Another household name bites the dust

Well, if General Motors can file for bankruptcy, who is safe ? This recession has been brutal to famous names from the past. Lehman Brothers has vanished. GM and Chrysler went into bankruptcy and are emerging with large parts of them brutally chopped. When the dust has cleared, there will indeed be a new world where many of the familiar faces are gone. That’s the way it should indeed be. The fittest should survive, shouldn’t they ?

Buts it's still a sad day, when an icon like Reader’s Digest totters. They filed for Chapter 11 bankruptcy protection yesterday. They aren’t going out of business; at least not yet. The Chapter 11 filing is only for the US business; not for their operations in the rest of the world. And they’ll continue to hit the stands – Chapter 11 does not mean you stop operations ; it just means that you get some breathing time and space from the creditors hovering outside and have time to restructure.

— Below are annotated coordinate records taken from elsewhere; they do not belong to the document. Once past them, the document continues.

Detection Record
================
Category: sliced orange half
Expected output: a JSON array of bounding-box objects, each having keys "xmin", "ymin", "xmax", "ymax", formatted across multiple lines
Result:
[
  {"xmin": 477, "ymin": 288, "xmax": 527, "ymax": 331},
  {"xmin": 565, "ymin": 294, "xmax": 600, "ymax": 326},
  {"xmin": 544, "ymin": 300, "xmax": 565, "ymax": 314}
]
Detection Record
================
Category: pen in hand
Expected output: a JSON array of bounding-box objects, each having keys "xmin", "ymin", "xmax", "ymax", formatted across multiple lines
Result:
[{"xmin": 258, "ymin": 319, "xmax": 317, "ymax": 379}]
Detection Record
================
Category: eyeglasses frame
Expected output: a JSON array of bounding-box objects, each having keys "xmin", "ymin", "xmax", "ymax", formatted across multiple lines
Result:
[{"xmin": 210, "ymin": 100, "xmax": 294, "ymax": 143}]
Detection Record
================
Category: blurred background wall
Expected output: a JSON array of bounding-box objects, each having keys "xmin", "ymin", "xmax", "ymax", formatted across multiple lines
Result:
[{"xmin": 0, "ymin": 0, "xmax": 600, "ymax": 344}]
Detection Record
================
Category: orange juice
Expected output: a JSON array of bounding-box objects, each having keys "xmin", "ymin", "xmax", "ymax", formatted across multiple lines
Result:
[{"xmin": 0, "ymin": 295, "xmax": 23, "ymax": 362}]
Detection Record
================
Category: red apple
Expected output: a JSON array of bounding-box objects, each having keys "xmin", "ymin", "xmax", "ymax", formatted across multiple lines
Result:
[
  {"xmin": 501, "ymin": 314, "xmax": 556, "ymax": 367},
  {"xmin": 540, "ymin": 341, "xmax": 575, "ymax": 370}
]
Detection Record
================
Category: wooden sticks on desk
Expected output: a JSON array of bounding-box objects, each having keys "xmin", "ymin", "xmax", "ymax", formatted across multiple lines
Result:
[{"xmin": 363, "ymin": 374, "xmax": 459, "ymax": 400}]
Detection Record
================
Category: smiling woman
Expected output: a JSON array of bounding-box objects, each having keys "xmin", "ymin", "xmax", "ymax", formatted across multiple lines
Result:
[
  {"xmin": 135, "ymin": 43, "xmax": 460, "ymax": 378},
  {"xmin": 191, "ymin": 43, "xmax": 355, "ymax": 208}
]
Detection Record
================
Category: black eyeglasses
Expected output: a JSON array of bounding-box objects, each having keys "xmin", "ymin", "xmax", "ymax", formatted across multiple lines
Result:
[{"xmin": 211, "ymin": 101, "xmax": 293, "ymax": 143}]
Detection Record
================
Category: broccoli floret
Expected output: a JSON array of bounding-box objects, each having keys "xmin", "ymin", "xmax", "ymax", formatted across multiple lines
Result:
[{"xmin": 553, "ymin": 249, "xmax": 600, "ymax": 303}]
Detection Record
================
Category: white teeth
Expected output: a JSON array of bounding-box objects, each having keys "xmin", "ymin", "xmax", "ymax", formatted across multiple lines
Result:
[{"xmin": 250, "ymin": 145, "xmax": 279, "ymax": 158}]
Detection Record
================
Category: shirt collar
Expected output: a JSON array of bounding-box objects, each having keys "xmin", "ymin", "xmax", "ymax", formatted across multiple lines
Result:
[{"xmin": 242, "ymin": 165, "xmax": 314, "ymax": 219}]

But for sure, the old Reader’s Digest is gone. What emerges out of Chapter 11 may be a different animal. For people of a certain generation, like mine, these icons stand for something. They stand for your time in the world. And when one after another, they fall, however compelling the logic may be, it is a nagging reminder that your own clock is winding down. You can’t but help look back with nostalgia.

Step back and look at the media today. Is reality television the only taste that we have ? Are scandals and stories of gloom, the only stuff that titillates us ? Every “current affairs" publication, online or otherwise, reads like a chronicler of the world’s woes. Is that the only thing we want ? Is there no place in the world, for stories of warmth, large heartedness and the generally good things in life ?

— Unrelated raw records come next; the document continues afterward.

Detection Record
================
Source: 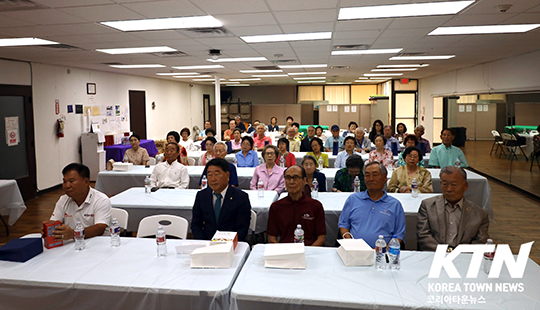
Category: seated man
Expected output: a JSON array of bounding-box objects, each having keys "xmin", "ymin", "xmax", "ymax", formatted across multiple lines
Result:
[
  {"xmin": 150, "ymin": 143, "xmax": 189, "ymax": 189},
  {"xmin": 416, "ymin": 166, "xmax": 489, "ymax": 251},
  {"xmin": 332, "ymin": 154, "xmax": 366, "ymax": 193},
  {"xmin": 199, "ymin": 141, "xmax": 238, "ymax": 187},
  {"xmin": 191, "ymin": 158, "xmax": 251, "ymax": 241},
  {"xmin": 266, "ymin": 165, "xmax": 326, "ymax": 246},
  {"xmin": 429, "ymin": 128, "xmax": 469, "ymax": 168},
  {"xmin": 339, "ymin": 161, "xmax": 405, "ymax": 248},
  {"xmin": 42, "ymin": 163, "xmax": 111, "ymax": 240}
]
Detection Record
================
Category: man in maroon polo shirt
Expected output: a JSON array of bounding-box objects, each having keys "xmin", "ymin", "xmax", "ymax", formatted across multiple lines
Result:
[{"xmin": 266, "ymin": 165, "xmax": 326, "ymax": 246}]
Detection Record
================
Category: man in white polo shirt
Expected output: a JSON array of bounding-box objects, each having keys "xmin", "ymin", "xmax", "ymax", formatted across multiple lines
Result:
[{"xmin": 44, "ymin": 163, "xmax": 111, "ymax": 240}]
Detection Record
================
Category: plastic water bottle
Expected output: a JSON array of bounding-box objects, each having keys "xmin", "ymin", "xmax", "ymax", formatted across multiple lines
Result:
[
  {"xmin": 411, "ymin": 178, "xmax": 418, "ymax": 198},
  {"xmin": 388, "ymin": 235, "xmax": 401, "ymax": 270},
  {"xmin": 294, "ymin": 224, "xmax": 304, "ymax": 243},
  {"xmin": 201, "ymin": 175, "xmax": 208, "ymax": 189},
  {"xmin": 74, "ymin": 221, "xmax": 85, "ymax": 251},
  {"xmin": 156, "ymin": 225, "xmax": 167, "ymax": 257},
  {"xmin": 257, "ymin": 179, "xmax": 264, "ymax": 198},
  {"xmin": 311, "ymin": 178, "xmax": 319, "ymax": 198},
  {"xmin": 110, "ymin": 218, "xmax": 120, "ymax": 247},
  {"xmin": 375, "ymin": 235, "xmax": 386, "ymax": 270},
  {"xmin": 484, "ymin": 239, "xmax": 495, "ymax": 274},
  {"xmin": 144, "ymin": 176, "xmax": 152, "ymax": 194},
  {"xmin": 354, "ymin": 176, "xmax": 360, "ymax": 193}
]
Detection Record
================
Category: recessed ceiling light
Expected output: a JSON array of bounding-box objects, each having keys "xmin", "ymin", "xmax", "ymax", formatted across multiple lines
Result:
[
  {"xmin": 371, "ymin": 68, "xmax": 418, "ymax": 72},
  {"xmin": 377, "ymin": 64, "xmax": 429, "ymax": 68},
  {"xmin": 338, "ymin": 1, "xmax": 474, "ymax": 20},
  {"xmin": 287, "ymin": 72, "xmax": 326, "ymax": 75},
  {"xmin": 173, "ymin": 65, "xmax": 225, "ymax": 70},
  {"xmin": 390, "ymin": 55, "xmax": 456, "ymax": 60},
  {"xmin": 428, "ymin": 24, "xmax": 540, "ymax": 36},
  {"xmin": 240, "ymin": 32, "xmax": 332, "ymax": 43},
  {"xmin": 110, "ymin": 65, "xmax": 165, "ymax": 69},
  {"xmin": 100, "ymin": 15, "xmax": 223, "ymax": 31},
  {"xmin": 332, "ymin": 48, "xmax": 403, "ymax": 56},
  {"xmin": 96, "ymin": 46, "xmax": 177, "ymax": 55},
  {"xmin": 207, "ymin": 57, "xmax": 268, "ymax": 62},
  {"xmin": 0, "ymin": 38, "xmax": 60, "ymax": 47},
  {"xmin": 240, "ymin": 70, "xmax": 283, "ymax": 73},
  {"xmin": 278, "ymin": 65, "xmax": 328, "ymax": 69},
  {"xmin": 364, "ymin": 73, "xmax": 403, "ymax": 77}
]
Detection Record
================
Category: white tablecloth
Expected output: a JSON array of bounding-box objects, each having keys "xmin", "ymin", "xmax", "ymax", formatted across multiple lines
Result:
[
  {"xmin": 111, "ymin": 187, "xmax": 278, "ymax": 232},
  {"xmin": 0, "ymin": 180, "xmax": 26, "ymax": 226},
  {"xmin": 231, "ymin": 244, "xmax": 540, "ymax": 310},
  {"xmin": 0, "ymin": 237, "xmax": 249, "ymax": 310}
]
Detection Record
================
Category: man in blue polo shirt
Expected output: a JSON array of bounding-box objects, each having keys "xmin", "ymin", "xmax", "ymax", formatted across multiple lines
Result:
[{"xmin": 339, "ymin": 161, "xmax": 405, "ymax": 248}]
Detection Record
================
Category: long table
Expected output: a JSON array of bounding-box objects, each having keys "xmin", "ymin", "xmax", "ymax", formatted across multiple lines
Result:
[
  {"xmin": 231, "ymin": 244, "xmax": 540, "ymax": 310},
  {"xmin": 0, "ymin": 237, "xmax": 249, "ymax": 310},
  {"xmin": 111, "ymin": 187, "xmax": 278, "ymax": 233}
]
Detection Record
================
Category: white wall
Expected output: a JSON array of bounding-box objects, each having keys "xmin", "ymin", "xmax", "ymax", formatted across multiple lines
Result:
[
  {"xmin": 418, "ymin": 51, "xmax": 540, "ymax": 141},
  {"xmin": 0, "ymin": 61, "xmax": 214, "ymax": 190}
]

The fall of Reader’s Digest is both clear and puzzling. Clear, because its brand of journalism was always most vulnerable to the new media – 24 hour television and the internet. So readership declines. Ad revenues fall. And in a recession, both fall in a landslide. Who can withstand that ?

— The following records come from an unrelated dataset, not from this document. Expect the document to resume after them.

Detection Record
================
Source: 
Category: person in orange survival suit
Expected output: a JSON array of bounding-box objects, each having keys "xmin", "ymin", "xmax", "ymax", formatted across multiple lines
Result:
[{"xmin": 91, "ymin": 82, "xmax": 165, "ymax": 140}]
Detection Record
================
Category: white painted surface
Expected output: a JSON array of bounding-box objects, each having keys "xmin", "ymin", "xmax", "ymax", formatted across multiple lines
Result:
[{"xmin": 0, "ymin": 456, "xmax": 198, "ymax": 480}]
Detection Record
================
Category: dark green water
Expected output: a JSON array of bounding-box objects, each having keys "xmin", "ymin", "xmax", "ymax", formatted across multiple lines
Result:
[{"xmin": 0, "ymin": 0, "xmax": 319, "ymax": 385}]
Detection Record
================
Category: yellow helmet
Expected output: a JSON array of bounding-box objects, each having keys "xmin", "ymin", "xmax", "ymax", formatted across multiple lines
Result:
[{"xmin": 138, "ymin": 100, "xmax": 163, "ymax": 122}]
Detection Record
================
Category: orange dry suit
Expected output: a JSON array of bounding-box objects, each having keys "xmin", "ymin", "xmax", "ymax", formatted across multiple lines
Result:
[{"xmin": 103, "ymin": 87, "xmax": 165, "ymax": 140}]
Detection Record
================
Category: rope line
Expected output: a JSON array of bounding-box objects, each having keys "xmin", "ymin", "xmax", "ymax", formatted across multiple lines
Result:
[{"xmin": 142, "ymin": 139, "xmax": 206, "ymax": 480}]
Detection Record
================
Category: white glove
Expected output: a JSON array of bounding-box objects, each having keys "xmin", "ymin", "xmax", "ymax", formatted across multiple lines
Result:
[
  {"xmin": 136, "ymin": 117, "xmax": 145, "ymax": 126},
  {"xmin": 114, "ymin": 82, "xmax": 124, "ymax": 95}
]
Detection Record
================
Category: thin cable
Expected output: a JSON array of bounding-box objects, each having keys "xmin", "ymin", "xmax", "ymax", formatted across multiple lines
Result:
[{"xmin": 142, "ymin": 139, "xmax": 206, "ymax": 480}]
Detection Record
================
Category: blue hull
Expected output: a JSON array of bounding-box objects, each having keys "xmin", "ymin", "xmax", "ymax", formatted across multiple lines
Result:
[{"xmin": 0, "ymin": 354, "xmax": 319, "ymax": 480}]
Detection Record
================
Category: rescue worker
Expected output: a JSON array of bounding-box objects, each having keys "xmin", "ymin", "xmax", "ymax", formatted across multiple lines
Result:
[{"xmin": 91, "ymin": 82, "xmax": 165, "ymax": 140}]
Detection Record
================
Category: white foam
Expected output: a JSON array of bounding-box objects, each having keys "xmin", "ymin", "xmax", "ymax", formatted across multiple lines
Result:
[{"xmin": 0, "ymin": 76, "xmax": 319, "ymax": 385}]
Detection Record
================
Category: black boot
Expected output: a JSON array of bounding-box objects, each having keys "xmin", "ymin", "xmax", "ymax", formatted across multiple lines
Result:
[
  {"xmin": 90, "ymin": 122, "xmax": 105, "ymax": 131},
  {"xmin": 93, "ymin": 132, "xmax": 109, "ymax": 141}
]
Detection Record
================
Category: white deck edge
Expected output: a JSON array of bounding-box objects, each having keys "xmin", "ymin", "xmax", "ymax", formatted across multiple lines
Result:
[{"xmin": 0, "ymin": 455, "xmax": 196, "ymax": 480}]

But puzzling, because, we all hear that in most of the developed world, populations are ageing. Baby boomers are a huge group in the US. Everywhere, even in China, the world is greying. And yet a product like Reader’s Digest, whose customers are mostly from the greying generation, is tottering.

Please do me a small favour. Go out a buy a copy of Reader’s Digest today. Or better still, take a subscription. Some things in the world, should not be allowed to fade away, however illogical that may sound.